US Economy Shines Brightly, But Housing Costs Cast a Shadow

The United States is experiencing a cooling inflation trend, with the stock market flourishing, wages steadily rising, and plenty of job opportunities, painting a picture of a thriving economy. However, most Americans do not believe it’s time to pop open the champagne.

According to a report by CNN on June 13th, while public opinion surveys show that people generally “feel good” about their personal financial situation, the disconnect between positive economic data and individual or household financial constraints is apparent. Despite many positive signals in the overall economy, Americans feel that the economic situation is not as rosy as the surface data suggests. One undeniable reason for this is that rental and housing prices remain generally high.

Last month, the consumer price index rose by 3.3% (year-on-year), meaning that the prices of everyday goods and services were on average about 3.3% higher than a year ago. Some major retailers have begun to lower prices on certain goods after realizing that customers have had enough of their pricing strategies.

Looking at the “super core” consumer price index (CPI) – unofficial data that excludes food, fuel, and housing costs – the economic outlook appears more optimistic. The super core CPI has only risen by 1.9% compared to a year ago, which is considered an ideal level by almost all central banks worldwide. Unfortunately, the reality of daily life includes facing costs for food, gas, and housing.

In May of this year, housing costs – including rent and estimated purchasing costs – rose by 5.4% compared to a year ago, showing a slight improvement from April and significantly lower than the peak of 8.2% in March last year. Before the pandemic, housing inflation rates typically rose by around 3.5% annually.

“It’s like an 18-wheeler truck braking downhill. We know home prices will go down, but the descent is slow,” said Jay Parsons, an economist and investment strategy director at Madera Residential, a Texas-based apartment developer.

The CPI does not measure housing costs, and the current high cost of homeownership is a nightmare for some.

Federal Reserve Chairman Powell stated on Wednesday in his usual understated manner, “The housing situation is complex.

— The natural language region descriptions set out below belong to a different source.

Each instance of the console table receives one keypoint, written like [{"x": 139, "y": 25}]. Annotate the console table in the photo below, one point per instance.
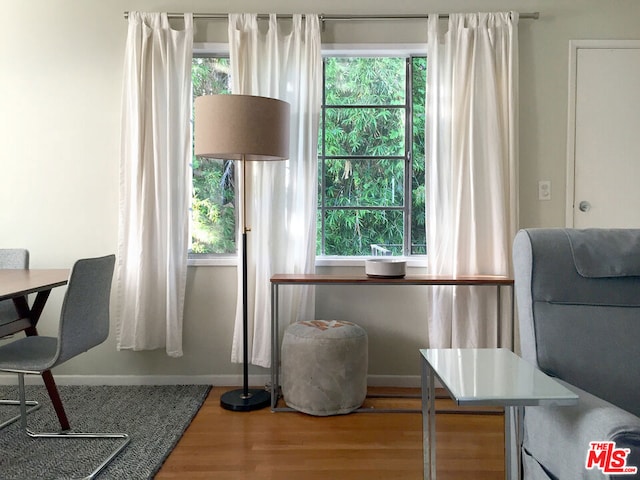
[
  {"x": 278, "y": 280},
  {"x": 481, "y": 377}
]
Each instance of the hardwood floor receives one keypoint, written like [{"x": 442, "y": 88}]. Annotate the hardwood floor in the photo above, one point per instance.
[{"x": 263, "y": 445}]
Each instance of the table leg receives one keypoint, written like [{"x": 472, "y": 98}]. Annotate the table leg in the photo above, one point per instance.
[
  {"x": 428, "y": 422},
  {"x": 275, "y": 347},
  {"x": 33, "y": 313},
  {"x": 512, "y": 439}
]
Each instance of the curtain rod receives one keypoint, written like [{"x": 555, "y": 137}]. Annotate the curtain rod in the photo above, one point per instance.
[{"x": 533, "y": 16}]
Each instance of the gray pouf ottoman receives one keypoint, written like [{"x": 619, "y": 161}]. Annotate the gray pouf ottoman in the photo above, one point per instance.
[{"x": 324, "y": 367}]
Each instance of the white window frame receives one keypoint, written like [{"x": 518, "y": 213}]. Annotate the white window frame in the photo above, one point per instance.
[{"x": 362, "y": 50}]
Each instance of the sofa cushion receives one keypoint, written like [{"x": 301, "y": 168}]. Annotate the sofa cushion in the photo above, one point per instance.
[
  {"x": 592, "y": 347},
  {"x": 600, "y": 253},
  {"x": 558, "y": 437}
]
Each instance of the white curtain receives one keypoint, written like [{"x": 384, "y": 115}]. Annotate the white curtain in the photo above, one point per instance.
[
  {"x": 282, "y": 196},
  {"x": 472, "y": 135},
  {"x": 154, "y": 184}
]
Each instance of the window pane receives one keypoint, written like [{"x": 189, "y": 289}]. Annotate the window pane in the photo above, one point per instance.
[
  {"x": 364, "y": 131},
  {"x": 362, "y": 232},
  {"x": 418, "y": 191},
  {"x": 365, "y": 81},
  {"x": 364, "y": 182},
  {"x": 213, "y": 219},
  {"x": 210, "y": 75}
]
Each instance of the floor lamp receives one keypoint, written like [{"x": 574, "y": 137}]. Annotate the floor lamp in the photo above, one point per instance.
[{"x": 244, "y": 128}]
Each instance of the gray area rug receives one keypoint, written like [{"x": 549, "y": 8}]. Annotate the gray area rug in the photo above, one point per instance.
[{"x": 155, "y": 417}]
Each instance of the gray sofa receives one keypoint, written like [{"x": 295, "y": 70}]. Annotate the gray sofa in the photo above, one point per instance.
[{"x": 578, "y": 305}]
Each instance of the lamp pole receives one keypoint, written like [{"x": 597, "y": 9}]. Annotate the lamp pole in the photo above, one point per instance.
[{"x": 246, "y": 399}]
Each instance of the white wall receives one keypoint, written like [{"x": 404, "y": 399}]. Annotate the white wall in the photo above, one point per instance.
[{"x": 60, "y": 85}]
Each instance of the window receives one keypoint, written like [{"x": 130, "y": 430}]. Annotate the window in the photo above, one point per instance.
[
  {"x": 213, "y": 218},
  {"x": 371, "y": 157},
  {"x": 371, "y": 178}
]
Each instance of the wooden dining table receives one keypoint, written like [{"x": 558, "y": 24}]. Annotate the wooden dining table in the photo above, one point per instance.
[{"x": 17, "y": 285}]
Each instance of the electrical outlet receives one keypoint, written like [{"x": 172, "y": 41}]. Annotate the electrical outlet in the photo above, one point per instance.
[{"x": 544, "y": 190}]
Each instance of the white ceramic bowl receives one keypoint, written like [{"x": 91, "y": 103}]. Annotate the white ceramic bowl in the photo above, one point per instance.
[{"x": 385, "y": 267}]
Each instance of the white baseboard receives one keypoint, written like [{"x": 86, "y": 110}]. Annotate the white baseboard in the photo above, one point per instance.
[{"x": 218, "y": 380}]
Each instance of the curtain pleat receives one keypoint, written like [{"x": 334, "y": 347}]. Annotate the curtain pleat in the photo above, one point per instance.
[
  {"x": 155, "y": 184},
  {"x": 472, "y": 132},
  {"x": 282, "y": 196}
]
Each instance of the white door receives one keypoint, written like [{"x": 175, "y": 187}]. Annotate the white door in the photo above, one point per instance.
[{"x": 603, "y": 164}]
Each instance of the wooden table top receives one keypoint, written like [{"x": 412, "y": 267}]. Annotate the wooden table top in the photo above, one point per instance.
[
  {"x": 17, "y": 282},
  {"x": 317, "y": 279}
]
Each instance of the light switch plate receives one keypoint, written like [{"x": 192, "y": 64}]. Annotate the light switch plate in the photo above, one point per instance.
[{"x": 544, "y": 190}]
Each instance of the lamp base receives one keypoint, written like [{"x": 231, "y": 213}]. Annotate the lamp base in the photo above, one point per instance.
[{"x": 237, "y": 401}]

Ultimately, the best thing we can do for the real estate market is to lower the rate of house price inflation, so we can lower interest rates and allow the real estate market to continue to develop normally.”

However, the housing market woes persist: low housing inventory, mortgage rates hovering around 7% for months, and house prices continue to rise to historic highs. These factors have converged into a dilemma where few can afford the costs of moving, and even fewer can directly afford to buy a house.

On the other hand, being able to afford a house does not equate to being able to sustain it. According to a recent study by Bankrate, the average U.S. homeowner now spends an additional $18,100 annually on housing-related expenses outside of mortgage payments. These costs include property taxes, insurance, maintenance, energy, and various other expenses. This is a 26% increase from four years ago when the average annual cost of maintaining a home was $14,400.

There are some early signs indicating that the real estate market is beginning to soften. A recent Zillow market report found that sellers are returning to the market, but they are finding that buyers have lost some of their purchasing enthusiasm.

Home sales in May dropped by 6% compared to last year. The report indicates that this helps partially replenish housing inventory, with a 22% increase in the number of homes on the market compared to almost record lows of last year. Inventory remains 34% lower than before the pandemic, but this is the smallest gap in over three years.

“Homeowners who have postponed listing their homes for sale may have become impatient,” said Orphe Divounguy, Zillow’s senior economist. Meanwhile, the double impact of inflation and high interest rates has hindered first-time homebuyers and reduced competition in the housing market.

“If this trend continues, we are likely to see price growth stabilize or decline next year,” Divounguy also stated. Of course, as Powell pointed out in his speech on Wednesday, it may take “several years” for housing inflation to normalize.